Objects and Layouts

This section describes how all of the fundamental IODA components interact and form a coherent structure. We first briefly describe the ObsGroup and ObsSpace structures, since these are throughout IODA, IODA-converter, and UFO development. Then, we discuss select concepts in greater detail.

ObsGroups & ObsSpaces

ObsGroups and ObsSpaces are the main in-memory and on-disk storage structures that are used to organize observation data. An ObsGroup is used to store data from a single data source, such as an instrument. An ObsSpace is a specialization of an ObsGroup that adds in a few user-convenience functions. It will merge with the ObsGroup in a future version of IODA.

A top-level view of an ObsGroup.

Figure 3 — A top-level view of an ObsGroup.

The root group contains one level of child groups and several dimension scales. In the above figure, the child groups are denoted by the folder icon (HofX, MetaData, ObsError, ObsValue, PreQC). The dimension scales are “Channel” and “Location”. Dimension scales should always be located at the root level of an ObsGroup. The root group also has several global attributes that help describe the data.

Global attributes

The root group has several global attributes that can help describe the data. For the full list of standardized global attributes, consult the “Global attributes” section of the conventions document. Additional attributes are also possible, but they are optional and are outside the scope of this standards document.

Global attributes may be indexed by R2D2. R2D2-specific attributes are prefixed with “r2d2”. Common attributes are summarized in this table:

Table 2 — Common global attributes.
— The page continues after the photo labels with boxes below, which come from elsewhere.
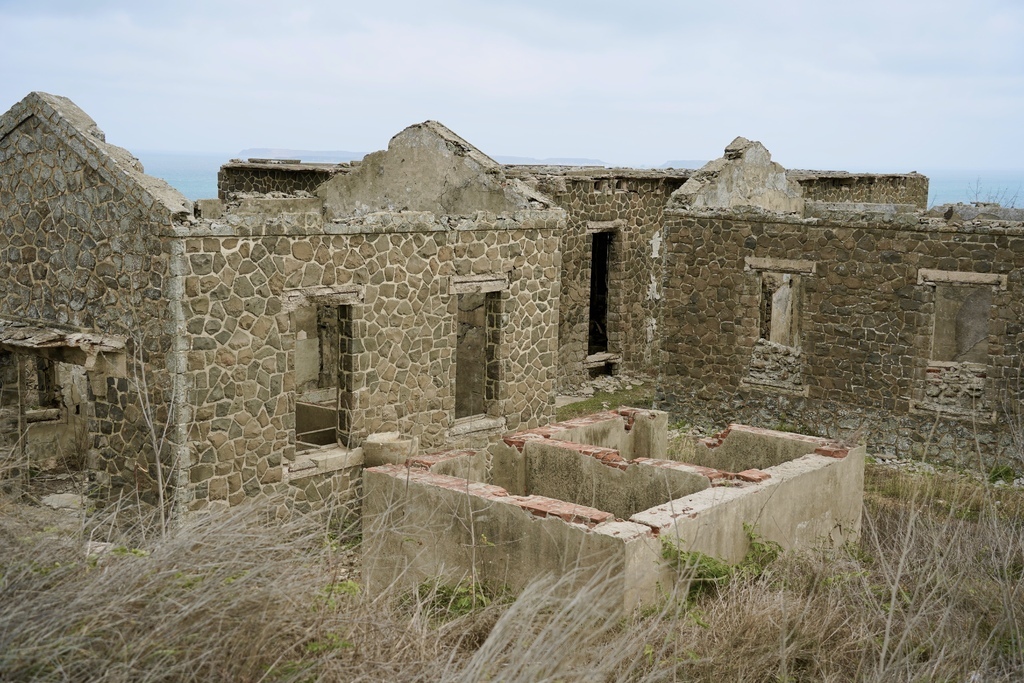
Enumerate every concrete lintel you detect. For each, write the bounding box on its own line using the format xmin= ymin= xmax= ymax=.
xmin=449 ymin=415 xmax=505 ymax=436
xmin=587 ymin=223 xmax=626 ymax=234
xmin=918 ymin=268 xmax=1008 ymax=292
xmin=743 ymin=256 xmax=818 ymax=274
xmin=451 ymin=273 xmax=509 ymax=294
xmin=281 ymin=285 xmax=365 ymax=310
For the full list, see convention tables.

Name

Required

Data type

Description

Examples

description

No

A description of this data.

This data set describes snow depth measurements in the Tri-Cities area of northeast Tennessee.

geospatialLatLonExtent

No

Variable-length string

A single-dimensioned array of 4 values. Lat min, lat max, lon min, lon max.

Use the WTK specification at https://docs.opengeospatial.org/is/18-010r7/18-010r7.html#33

keywords

No

1-D array of Variable-length strings

A one-dimentional array of keywords. Keywords may be more than one word.

[snow depth, tennessee]

name

Yes

Variable-length string

A name for this data.

Snow Depth Measurements in Tennessee

platforms

No

1-D array of Variable-length strings

The platforms that supports the sensors. This attribute should be a string from the “Platform Identifiers” table.

GOES-16

providerFullName

No

Variable-length string

The full, legal name of r2d2Provider.

National Aeronautics and Space Administration

r2d2ObsType

Yes

Variable-length string

Lowercase unique identifier for humans.

raob, atms_n20, abi_g16_bt, metar, synop.

r2d2SubObsType

No

Variable-length string

Lowercase unique identifier for humans.

r2d2Provider

Yes

Variable-length string

Lowercase provider / publisher of this observation.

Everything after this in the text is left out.